Climate resilient crops: Scientists hail benefits of zinc, while ‘world's first’ gene-edited cowpea gets US approval

By Oliver Morrison

- Last updated on GMT

Image: Getty/Casarsa
Image: Getty/Casarsa

Related tags climate change gene editing crop health

Zinc can make crop yields more climate-resilient, particularly for legume crops, according to new research. Separately, Israeli BetterSeeds has achieved USDA approval for the world's first gene-edited cowpea.

Zinc plays a pivotal role in plants' response to abiotic stress, including climate change, drought, and increased temperatures.

Researchers from Aarhus University, Denmark, in collaboration with Polytechnic University of Madrid and European Synchrotron Radiation Facility in France, discovered that zinc is crucial in the nitrogen fixation process of legumes. This process allows legumes to convert atmospheric nitrogen into a usable form, reducing the need for synthetic fertilisers.

Zinc acts as a secondary signal in legumes, helping to integrate environmental factors and regulate nitrogen fixation efficiency.

A transcriptional regulator called Fixation Under Nitrate (FUN) was identified as a novel zinc sensor. FUN decodes zinc signals in root nodules and regulates nitrogen fixation.

Understanding how zinc and FUN regulate nitrogen fixation could lead to strategies for optimising this process in legume crops, potentially enhancing nitrogen delivery, improving crop yields, and promoting more sustainable agricultural practices.

This discovery, outlined in a study published in Nature​, could revolutionise legume-based agriculture by maximising crop productivity and reducing dependence on synthetic fertilisers, the researchers said.

The findings may allow for the cultivation of legumes in previously unsuitable regions, further expanding climate-resilient crop production.

Researchers are now investigating how to apply these discoveries to various legume crops such as faba bean, soybean, and cowpea.

Some potential drawbacks to using zinc in crop management

While zinc is an essential micronutrient for plant growth, there are some potential drawbacks to consider when using zinc in crop management.
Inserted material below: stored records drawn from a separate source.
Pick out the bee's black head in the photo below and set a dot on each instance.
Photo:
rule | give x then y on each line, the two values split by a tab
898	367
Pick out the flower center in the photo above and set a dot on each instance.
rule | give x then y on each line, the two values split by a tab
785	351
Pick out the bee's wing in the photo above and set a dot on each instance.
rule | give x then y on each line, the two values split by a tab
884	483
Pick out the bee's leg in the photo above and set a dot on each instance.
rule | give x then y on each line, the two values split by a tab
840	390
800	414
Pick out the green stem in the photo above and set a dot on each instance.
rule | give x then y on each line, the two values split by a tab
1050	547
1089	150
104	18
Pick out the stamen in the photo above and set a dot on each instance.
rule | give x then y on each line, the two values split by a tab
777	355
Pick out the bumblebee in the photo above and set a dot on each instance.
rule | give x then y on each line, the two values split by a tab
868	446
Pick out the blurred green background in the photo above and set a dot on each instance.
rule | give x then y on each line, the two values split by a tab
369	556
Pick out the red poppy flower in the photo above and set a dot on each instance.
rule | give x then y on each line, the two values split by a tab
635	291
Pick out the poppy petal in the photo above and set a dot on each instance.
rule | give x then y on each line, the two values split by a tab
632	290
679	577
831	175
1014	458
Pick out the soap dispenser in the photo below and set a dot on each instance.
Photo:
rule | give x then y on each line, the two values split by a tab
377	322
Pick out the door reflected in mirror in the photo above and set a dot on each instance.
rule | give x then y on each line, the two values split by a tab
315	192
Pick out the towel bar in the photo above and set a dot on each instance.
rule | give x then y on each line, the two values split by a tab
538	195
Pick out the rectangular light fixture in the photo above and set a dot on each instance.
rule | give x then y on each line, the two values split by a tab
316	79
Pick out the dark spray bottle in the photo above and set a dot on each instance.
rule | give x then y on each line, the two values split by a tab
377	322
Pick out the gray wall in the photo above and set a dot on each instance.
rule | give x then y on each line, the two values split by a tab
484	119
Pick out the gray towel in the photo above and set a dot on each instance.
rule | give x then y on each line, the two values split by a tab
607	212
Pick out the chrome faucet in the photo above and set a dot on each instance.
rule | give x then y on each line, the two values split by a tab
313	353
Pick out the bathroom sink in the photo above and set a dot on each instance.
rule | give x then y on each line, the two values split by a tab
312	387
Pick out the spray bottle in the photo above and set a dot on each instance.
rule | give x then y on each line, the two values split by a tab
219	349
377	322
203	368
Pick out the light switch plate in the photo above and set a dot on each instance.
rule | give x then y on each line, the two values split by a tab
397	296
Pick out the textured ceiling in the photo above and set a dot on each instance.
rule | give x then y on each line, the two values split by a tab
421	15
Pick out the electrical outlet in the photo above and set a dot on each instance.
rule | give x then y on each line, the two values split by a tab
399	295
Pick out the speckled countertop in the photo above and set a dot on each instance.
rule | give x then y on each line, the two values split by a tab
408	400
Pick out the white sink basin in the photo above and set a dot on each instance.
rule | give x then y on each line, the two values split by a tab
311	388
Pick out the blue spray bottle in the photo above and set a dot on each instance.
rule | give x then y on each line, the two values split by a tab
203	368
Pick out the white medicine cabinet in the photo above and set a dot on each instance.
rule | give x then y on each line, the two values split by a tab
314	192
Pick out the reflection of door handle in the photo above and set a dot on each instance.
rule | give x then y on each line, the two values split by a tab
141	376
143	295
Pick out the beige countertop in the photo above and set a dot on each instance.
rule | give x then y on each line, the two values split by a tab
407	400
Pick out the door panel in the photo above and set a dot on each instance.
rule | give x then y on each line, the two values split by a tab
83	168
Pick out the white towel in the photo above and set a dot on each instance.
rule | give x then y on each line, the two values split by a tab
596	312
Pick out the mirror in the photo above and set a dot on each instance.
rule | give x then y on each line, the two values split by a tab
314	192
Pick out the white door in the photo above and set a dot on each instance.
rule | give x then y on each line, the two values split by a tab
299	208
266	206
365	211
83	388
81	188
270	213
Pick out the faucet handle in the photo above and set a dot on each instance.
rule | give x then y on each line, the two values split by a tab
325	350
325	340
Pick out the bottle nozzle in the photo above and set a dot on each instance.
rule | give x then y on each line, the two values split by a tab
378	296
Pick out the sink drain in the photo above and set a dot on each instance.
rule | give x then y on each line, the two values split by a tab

Excessive application of zinc can lead to toxicity in plants, and adding too much can create imbalances with other nutrients in the soil. Overuse of zinc fertilisers could potentially lead to zinc accumulation in soils or runoff into water systems, which may have environmental impacts. Not all crops respond equally to zinc supplementation, adding to the challenge of making it challenging to predict outcomes consistently.

But the benefits of addressing zinc deficiency often outweigh the risks when zinc is applied appropriately.

According to the authors of this study, the breakthrough in understanding zinc's role in plant biology opens up new possibilities for developing more resilient crops that can better withstand the challenges posed by climate change while potentially reducing the environmental impact of agriculture.

“It's truly remarkable to discover zinc's role as a secondary signal in plants, said Assistant Professor Jieshun Lin, the study’s first author. It is a vital micronutrient, and it has never been considered as a signal before. After screening over 150,000 plants, we finally identified the zinc sensor FUN, shedding light on this fascinating aspect of plant biology.”

Professor Kasper Røjkjær Andersen, described FUN an important transcription factor that control nodule breakdown when soil nitrogen concentrations are high. “FUN is regulated by a peculiar mechanism that monitor the cellular zinc levels directly and we show that FUN is inactivated by zinc into large filament structures and liberated into the active form when zinc levels are low.​”

BetterSeeds announces USDA approval for the world's first gene-edited cowpea

BetterSeeds, meanwhile, has revealed that the company's innovative gene-edited cowpea (called PeaMAX), has been granted approval for commercialisation in the US by the USDA.

The Israel-based company uses gene-editing technology, specifically CRISPR, to genetically improve crops and design better seeds. It believes its innovative breeding technology is key to producing drought- and heat-resistant crops which are strongly needed in times of climate change.

It described the PeaMAX as “a game-changer for American agriculture”. Cowpea, a high-protein legume lauded for its drought and heat tolerance, has traditionally faced limitations for large-scale production. Its long growing season and unsuitability for mechanized harvesting have hindered its widespread adoption.

Through targeted gene editing, BetterSeeds claims to have optimised PeaMAX for mechanised harvesting using existing soybean growing machinery. Additionally, the improved variety boasts a shortened growing season, making it ideal for summer cultivation by soybean growers in the US, Brazil, and Argentina.

This USDA approval paves the way for its introduction to the US market. BetterSeeds, which recently appointed former a Bayer executive as chairman​, believes PeaMAX represents the next generation of cowpea, empowering soybean growers with a high-profit legume option for seasons where traditional soybean cultivation faces challenges due to climate change.

It said PeaMAX boasts benefits such as:

  • Suitable for mechanized harvesting: Integrates seamlessly with existing soybean harvesting equipment.
  • Shorter growing season: Ideal for summer planting in key soybean growing regions.
  • High protein content: Provides a valuable source of plant-based protein.
  • Drought and heat tolerant: Thrives in challenging climates.